Figure 8.. Effect of SP on activation-induced NF-κB function in YTS cells.

YTS cells were pretreated with 10⁻⁶ M SP or media for 30 min at 37°C and added to plates coated with IgG or anti-CD28 or to which PMA/ionomycin was added and incubated for 15 min at 37°C. Cells were lysed and lysates evaluated for IκB (upper) Western blot. As a loading control, the blot was stripped and probed with an anti-actin pAb (lower). Densitometric quantitation of bands was performed, and the values normalized to IgG control are listed beneath each lane. The data are representative of three separate experiments.

Figure 9.. Effect of SP on the kinetic calcium response in YTS cells induced by 721.221 target cells.

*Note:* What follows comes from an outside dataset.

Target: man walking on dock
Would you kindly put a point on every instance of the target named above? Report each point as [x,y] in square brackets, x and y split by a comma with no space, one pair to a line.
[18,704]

(A) YTS cells incubated with 2 μM fura-2 AM for 30 min and the 334 and 380 nm fluorescence ratios quantified after addition of 721.221 cells, which were pretreated for 30 min with 10⁻⁷ M SP (gray) or media (black). (B) In separate experiments, YTS cells were pretreated for 30 min with media (gray ♦), 10⁻⁷ M SP (■), 10⁻⁷ M SP + SPA (▴), or SPA (×). The observed change in Ca²⁺ was recorded from 30 to 50 cells/experiment, and the traces shown are representative of two separate experiments. (C) YTS cells to which 10-7 M SP was added in the absence of 721.221 target cells. The arrow denotes the time at which the SP was added to the YTS cells under observation. (D) YTS cells pretreated with an inactive form of SPA (CP96,344 - to control for antagonist pretreatment) to which 10-7 M SP was added (black line). The addition of SP to the cells under observation is denoted by the arrow. YTS cells pretreated with SPA without addition of SP in the absence of target cells (gray line) demonstrate baseline Ca²⁺.

Figure 10.. Effect of SP upon activation-induced pERK.

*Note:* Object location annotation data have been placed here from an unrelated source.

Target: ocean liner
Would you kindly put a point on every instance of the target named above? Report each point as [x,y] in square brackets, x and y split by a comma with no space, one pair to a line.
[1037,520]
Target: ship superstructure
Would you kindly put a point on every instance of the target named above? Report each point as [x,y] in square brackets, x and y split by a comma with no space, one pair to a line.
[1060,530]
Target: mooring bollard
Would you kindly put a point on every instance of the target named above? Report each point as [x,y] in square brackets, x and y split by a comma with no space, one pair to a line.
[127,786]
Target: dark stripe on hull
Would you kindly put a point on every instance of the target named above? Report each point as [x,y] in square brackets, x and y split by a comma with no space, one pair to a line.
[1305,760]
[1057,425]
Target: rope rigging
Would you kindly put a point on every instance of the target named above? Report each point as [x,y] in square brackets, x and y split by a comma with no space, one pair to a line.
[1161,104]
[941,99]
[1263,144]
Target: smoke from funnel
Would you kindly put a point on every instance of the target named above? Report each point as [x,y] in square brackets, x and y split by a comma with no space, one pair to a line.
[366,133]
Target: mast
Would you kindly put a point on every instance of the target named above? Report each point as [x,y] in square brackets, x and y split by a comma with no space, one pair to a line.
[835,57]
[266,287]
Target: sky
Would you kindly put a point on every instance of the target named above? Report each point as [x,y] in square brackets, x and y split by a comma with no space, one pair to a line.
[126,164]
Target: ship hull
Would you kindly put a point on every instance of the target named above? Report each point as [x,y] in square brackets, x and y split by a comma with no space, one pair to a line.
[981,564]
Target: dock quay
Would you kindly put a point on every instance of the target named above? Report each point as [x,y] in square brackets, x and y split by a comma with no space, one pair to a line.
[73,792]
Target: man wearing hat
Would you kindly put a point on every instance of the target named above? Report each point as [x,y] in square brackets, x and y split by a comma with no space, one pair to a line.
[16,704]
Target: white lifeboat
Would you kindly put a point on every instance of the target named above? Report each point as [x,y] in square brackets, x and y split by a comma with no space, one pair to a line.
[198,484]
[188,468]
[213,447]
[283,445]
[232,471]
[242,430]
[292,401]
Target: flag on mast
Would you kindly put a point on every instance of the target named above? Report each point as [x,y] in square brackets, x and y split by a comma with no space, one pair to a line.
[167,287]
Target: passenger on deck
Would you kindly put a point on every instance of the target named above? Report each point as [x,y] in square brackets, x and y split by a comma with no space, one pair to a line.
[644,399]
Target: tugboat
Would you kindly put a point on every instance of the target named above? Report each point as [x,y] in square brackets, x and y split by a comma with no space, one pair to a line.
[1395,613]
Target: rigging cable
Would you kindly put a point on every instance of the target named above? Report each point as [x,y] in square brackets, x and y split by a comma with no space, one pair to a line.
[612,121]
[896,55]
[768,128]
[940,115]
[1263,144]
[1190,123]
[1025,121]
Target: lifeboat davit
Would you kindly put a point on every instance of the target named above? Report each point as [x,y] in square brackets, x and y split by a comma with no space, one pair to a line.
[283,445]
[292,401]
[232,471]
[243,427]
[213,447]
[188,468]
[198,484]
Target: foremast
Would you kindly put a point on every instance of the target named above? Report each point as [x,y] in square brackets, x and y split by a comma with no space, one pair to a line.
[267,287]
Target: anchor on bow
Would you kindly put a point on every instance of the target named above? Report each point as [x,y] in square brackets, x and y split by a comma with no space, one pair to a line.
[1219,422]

YTS cells pretreated for 30 min at 37°C with 10⁻⁶ M SP or media were exposed to immobilized IgG or anti-CD28 for 15 min. As an activation control, YTS cells were treated for 15 min with PMA/ionomycin. Cells were lysed and lysates evaluated for pERK (upper) and total ERK (lower). Densitometric quantitation of bands was performed, and the values normalized to IgG control are listed beneath each lane. The data are representative of three separate experiments.